Modératrice Pascale Nivelle, «Libération»
Marie Holzman Sinologue
Il y a soixante ans, les Chinois rêvaient d'un monde nouveau, de l'orgueil national retrouvé. Il y a quarante ans, la Révolution culturelle battait son plein, les Gardes rouges rêvaient de secouer la hiérarchie sociale. En fait, depuis cent ans, des penseurs, des hommes politiques ont rêvé d'une Chine démocratique. Ils pensaient voir émerger une Chine sortie du cycle des dynasties, mais elles ont grandi et prospéré pour finalement s'écrouler dans la corruption. Pour sortir de ce mauvais rêve, même d'anciens communistes, enjoignent aujourd'hui les opposants à transformer la société, ce qui réaliserait le «rêve que les Chinois poursuivent sans relâche depuis un siècle».

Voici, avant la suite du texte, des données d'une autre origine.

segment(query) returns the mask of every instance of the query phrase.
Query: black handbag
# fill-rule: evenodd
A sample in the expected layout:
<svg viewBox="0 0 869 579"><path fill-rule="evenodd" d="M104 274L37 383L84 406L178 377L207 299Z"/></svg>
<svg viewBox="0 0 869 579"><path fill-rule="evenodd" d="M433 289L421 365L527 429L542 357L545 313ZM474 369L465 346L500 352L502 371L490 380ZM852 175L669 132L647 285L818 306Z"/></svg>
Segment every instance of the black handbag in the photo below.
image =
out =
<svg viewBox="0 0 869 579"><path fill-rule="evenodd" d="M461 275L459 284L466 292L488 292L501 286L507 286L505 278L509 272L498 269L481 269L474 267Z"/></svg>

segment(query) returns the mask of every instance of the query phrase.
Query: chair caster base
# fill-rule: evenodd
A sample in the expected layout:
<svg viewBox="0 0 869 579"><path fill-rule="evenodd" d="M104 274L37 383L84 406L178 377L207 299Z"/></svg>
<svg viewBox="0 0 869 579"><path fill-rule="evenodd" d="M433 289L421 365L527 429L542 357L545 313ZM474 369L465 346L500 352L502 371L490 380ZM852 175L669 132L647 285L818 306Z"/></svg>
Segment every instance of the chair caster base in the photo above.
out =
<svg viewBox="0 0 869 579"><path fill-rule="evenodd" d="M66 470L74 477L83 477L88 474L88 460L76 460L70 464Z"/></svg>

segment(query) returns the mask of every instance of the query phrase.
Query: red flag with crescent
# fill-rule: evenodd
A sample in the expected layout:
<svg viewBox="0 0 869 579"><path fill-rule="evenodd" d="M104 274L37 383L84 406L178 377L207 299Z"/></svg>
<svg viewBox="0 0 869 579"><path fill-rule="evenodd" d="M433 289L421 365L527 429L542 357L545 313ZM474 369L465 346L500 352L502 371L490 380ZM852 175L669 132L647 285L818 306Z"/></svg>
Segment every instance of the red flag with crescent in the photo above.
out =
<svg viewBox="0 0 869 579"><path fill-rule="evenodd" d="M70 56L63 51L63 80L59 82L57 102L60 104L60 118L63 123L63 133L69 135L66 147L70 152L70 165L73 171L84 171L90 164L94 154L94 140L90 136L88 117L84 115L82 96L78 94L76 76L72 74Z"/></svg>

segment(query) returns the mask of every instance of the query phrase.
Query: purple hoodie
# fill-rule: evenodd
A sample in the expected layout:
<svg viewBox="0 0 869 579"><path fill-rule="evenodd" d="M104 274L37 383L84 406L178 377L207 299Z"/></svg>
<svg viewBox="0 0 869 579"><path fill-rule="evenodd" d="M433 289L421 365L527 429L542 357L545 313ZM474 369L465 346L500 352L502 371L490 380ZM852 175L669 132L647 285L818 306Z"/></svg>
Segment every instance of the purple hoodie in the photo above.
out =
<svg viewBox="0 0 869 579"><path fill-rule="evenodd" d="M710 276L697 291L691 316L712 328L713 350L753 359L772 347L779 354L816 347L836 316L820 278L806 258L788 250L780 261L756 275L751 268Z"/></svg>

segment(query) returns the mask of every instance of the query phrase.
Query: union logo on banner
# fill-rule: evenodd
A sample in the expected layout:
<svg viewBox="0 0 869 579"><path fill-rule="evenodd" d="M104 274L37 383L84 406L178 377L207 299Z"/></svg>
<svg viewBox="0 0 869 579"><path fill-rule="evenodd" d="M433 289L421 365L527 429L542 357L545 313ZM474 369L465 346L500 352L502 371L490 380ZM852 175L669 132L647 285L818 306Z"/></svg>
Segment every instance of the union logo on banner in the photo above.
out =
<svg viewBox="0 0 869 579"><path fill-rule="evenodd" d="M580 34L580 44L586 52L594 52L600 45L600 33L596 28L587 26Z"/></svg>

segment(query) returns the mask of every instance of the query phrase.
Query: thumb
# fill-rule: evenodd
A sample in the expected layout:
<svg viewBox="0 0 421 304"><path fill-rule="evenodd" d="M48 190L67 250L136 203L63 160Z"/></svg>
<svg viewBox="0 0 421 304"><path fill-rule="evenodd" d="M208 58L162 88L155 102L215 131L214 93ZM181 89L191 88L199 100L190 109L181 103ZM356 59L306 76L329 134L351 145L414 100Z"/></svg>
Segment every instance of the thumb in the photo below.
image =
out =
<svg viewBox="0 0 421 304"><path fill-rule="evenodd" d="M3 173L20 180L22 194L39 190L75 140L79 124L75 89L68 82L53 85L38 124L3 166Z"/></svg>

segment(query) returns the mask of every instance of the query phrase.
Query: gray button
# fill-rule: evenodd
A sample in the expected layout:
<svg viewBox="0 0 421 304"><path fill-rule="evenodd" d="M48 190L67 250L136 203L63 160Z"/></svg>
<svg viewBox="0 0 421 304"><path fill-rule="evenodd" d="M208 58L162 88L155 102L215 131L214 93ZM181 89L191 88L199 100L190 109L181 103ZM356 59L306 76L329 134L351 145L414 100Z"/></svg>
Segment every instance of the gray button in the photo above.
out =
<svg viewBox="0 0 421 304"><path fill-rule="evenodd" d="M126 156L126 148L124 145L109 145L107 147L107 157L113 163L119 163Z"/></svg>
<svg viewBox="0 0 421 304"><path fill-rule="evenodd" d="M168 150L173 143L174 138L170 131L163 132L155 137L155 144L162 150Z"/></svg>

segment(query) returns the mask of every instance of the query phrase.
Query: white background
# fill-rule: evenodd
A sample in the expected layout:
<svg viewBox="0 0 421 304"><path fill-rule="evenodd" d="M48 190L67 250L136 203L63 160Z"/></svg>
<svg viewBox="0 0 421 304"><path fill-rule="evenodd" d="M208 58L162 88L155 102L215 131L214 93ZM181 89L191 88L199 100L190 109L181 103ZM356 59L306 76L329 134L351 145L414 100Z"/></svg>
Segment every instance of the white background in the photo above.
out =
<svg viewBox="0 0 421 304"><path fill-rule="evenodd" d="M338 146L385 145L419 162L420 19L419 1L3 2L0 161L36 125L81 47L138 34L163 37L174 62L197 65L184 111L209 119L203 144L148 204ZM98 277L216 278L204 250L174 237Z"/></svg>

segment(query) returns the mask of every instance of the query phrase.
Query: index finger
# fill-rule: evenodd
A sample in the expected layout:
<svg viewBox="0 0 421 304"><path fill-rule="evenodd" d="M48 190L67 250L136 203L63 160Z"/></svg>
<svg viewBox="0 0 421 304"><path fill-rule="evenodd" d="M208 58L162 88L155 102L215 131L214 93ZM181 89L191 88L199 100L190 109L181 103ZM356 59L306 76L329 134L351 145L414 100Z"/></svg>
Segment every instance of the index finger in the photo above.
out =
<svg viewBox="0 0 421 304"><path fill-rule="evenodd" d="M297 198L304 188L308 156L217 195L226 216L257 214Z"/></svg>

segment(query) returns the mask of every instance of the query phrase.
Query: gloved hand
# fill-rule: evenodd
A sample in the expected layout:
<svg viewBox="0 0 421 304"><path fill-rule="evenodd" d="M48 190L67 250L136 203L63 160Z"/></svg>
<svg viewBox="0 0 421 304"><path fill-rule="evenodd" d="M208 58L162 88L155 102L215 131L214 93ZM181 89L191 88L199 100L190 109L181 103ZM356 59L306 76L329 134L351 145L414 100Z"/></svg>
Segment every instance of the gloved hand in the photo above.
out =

Le voyageur pressé verra que les Chinois ont des rêves de petits bourgeois : un appartement, une voiture... Les pauvres ne rêvent encore que de survie et s'angoissent à l'idée de tomber malades, et de ne plus pouvoir subvenir à leurs besoins. L'heure n'est de toute façon pas aux rêves d'une société idéale car, comme Deng Xiaoping l'a dit dès le départ, une partie de la population s'enrichira en premier. C'est fait maintenant, et le rêve de ces nouveaux riches est facile à résumer : ne pas perdre ses nouveaux acquis !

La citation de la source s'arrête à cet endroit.